という事か。マダラはセンリの提案に少しばかり納得いかなかったが、ため息をついた。
「ハア………それでお前が納得するっていうなら…二年だろうが何年だろうが俺の気持ちは変わらねーが…」
純粋なセンリにはやはり順序というものが必要だろうとマダラは結論を出して、センリの案を呑んだ。

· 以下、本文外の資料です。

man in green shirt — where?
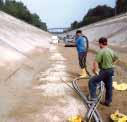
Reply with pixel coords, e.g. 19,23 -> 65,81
89,38 -> 118,106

『だって一回夫婦になっちゃったらもう離れられないんだよ?途中で違う人を好きになっても不死のまんまだよ?』
マダラは今度こそ盛大にため息をついた。頭をもたげているセンリを枕に押し付ける。
「馬鹿なこと言ってねーでもう寝ろ。お前眠いんだろう?」
マダラの言う通りだった。センリは押し付けられたマダラの手をそっと退かす。
『……ねる』
そう言うとセンリは少しマダラに擦り寄って目を閉じた。マダラは口角を微かに上げてセンリが目を閉じた事を確認すると自分も仰向けになって目を瞑った。
すぐにセンリの寝息が聞こえてきた。これじゃまるで生殺しだと思いながらも自分を無条件に信用してスヤスヤと眠るセンリに手を出す気にもなれずにマダラも夢の世界へと意識を手放した。